I recently finished reading Learn you a Haskell for great good!. Even though some topics are a bit over my head (Monads
anyone?), I wanted to try my hand at a fairly difficult problem. I chose to write a eval function that correctly handles parenthesis and the order of operations.

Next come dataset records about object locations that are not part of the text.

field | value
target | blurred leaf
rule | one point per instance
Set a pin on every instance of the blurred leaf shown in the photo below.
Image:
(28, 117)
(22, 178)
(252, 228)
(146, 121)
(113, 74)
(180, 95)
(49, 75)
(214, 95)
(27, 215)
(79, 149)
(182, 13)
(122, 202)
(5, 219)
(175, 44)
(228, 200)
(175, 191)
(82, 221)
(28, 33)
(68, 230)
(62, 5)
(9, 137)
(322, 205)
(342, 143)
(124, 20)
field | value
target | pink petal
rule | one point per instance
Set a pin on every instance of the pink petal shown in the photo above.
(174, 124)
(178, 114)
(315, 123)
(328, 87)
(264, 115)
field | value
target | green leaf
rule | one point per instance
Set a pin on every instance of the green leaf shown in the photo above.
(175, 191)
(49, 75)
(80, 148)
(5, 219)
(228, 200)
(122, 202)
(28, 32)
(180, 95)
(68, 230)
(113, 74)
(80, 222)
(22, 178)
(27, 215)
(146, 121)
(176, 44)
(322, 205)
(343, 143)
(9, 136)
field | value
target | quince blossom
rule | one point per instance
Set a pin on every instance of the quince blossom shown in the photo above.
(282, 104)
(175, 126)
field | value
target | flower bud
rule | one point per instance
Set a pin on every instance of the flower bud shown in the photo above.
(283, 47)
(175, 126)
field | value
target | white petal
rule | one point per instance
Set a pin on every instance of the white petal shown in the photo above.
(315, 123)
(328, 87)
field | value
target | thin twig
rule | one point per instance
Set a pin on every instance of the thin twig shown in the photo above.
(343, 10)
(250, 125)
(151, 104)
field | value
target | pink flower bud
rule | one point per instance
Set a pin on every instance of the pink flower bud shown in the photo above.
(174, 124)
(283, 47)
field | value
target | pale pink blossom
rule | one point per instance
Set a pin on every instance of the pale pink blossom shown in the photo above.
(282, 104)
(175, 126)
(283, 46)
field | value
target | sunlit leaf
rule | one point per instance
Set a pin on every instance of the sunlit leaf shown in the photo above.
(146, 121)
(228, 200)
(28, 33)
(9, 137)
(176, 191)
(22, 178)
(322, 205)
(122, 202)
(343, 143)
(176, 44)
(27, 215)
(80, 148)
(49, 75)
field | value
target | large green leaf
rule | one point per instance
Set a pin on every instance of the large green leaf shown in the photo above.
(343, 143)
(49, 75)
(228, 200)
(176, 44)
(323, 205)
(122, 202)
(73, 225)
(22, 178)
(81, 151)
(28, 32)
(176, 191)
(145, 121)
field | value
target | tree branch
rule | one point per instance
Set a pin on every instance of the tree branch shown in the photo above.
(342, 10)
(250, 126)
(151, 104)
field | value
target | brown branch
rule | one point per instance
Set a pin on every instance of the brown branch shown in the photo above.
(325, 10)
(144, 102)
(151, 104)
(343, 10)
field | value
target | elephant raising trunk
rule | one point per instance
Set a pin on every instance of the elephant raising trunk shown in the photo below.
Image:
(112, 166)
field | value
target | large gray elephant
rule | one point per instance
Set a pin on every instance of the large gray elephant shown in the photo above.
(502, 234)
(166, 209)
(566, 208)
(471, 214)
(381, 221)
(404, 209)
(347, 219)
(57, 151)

I think this is pretty good, but I can see some things that need improvement.
module Eval where
data Token = Times | Div | Add | Sub | LPren | RPren | Number Float
deriving (Show, Eq)
tokenise :: String -> Token
tokenise n = case n of
"*" -> Times
"/" -> Div
"+" -> Add
"-" -> Sub
"(" -> LPren
")" -> RPren
_ -> Number $ read n
parse :: String -> [Token]
parse s = map tokenise $ tokens s
reduce :: [Token] -> Float
reduce tokens = let groups = prenGroups tokens
results = map reduce groups
leftover = substitute tokens results
orderOfOps = [Times, Div, Add, Sub]
in unpackNum $ head $ foldl (flip reduceAllOfOp) leftover orderOfOps
-- The expression passed to this function must be ONLY numbers an ops in proper form,
-- num, (op, num)*
reduceAllOfOp :: Token -> [Token] -> [Token]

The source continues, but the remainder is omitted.